Danone va redistribuer le produit de cession de WBD et Huiyan
Les bonnes nouvelles se sont enchaînées hier pour l’action Danone. Avec un chiffre d’affaires trimestriel de 4,35 milliards d’euros, le groupe a dépassé les attentes du marché. La croissance de 15% a surclassé de 3 points celle que visait le consensus. «Ce n’est pas seulement l’effet change de 7,9% qui est meilleur que prévu (5,8% attendu), mais aussi la croissance organique de 6,9% contre un consensus de 5,8%», détaille Oddo Securities dans une note.
Comme l’explique le bureau d’analyse, l’effet mix-prix est redevenu positif à hauteur de 0,6%. Il n’avait plus été dans le vert depuis deux ans. Et d’ajouter de manière plus générale que la croissance organique s’avère élevée en valeur absolue «alors que la base de comparaison du second semestre 2009 restait un point d’inquiétude du marché».
Les investisseurs ont été d’autant plus satisfaits que Danone en a profité pour confirmer ses pronostics annuels: croissance d’au moins 6% des ventes en comparable, stabilité de la marge opérationnelle courante vis-à-vis de 2009 en comparable et hausse de 10% ou plus du free cash-flow opérationnel sur 2009. «Nous n’avons pas devant nous de grosses vagues de hausse de prix», a expliqué Pierre-André Terisse, le directeur financier.
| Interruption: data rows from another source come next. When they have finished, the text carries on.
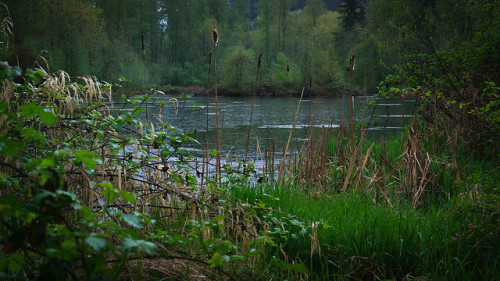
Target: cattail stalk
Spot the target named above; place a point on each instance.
(144, 71)
(205, 153)
(350, 68)
(215, 37)
(259, 64)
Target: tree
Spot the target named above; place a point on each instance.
(352, 12)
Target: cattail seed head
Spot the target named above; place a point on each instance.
(352, 62)
(215, 36)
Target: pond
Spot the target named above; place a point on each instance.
(272, 121)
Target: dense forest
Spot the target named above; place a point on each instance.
(95, 185)
(314, 37)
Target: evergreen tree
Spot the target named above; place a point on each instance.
(352, 12)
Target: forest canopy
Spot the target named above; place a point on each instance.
(315, 38)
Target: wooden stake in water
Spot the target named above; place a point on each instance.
(259, 64)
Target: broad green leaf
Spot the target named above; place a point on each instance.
(146, 247)
(216, 260)
(9, 147)
(29, 110)
(47, 117)
(109, 192)
(129, 196)
(68, 245)
(132, 220)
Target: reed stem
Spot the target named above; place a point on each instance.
(259, 64)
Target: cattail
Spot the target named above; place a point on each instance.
(215, 36)
(352, 62)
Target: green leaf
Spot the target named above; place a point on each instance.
(90, 158)
(146, 247)
(68, 246)
(9, 147)
(109, 192)
(96, 243)
(47, 117)
(132, 220)
(129, 196)
(216, 260)
(29, 110)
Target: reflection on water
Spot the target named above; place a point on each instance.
(273, 120)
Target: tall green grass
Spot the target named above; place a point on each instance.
(360, 239)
Si ces annonces ont contribué à alimenter un sentiment positif hier sur le marché (+4,8% à 45,45 euros), la tendance a aussi été soutenue par la manière dont Danone a décidé de gérer ses liquidités. Il a en effet annoncé que le produit de cession de Wimm Bill Dann (L’Agefi du 13 août 2010) et de China Huiyuan serait reversé à ses actionnaires. Ses 18,4% du premier ont été cédés pour 470 millions de dollars (335 millions d’euros) et sa part de 22,98% dans le second pour environ 200 millions d’euros. Au total, la redistribution portera sur quelque 500 millions d’euros sous la forme de rachat d’actions. Ces rachats seront engagés dès la réception des produits de cession, indique le groupe. Ils pourraient donc commencer cette année, a précisé Pierre-André Terisse.
Sur la base des cours actuels, 11 millions d’actions sont susceptibles d’être reprises sur le marché, soit 1,7% du capital.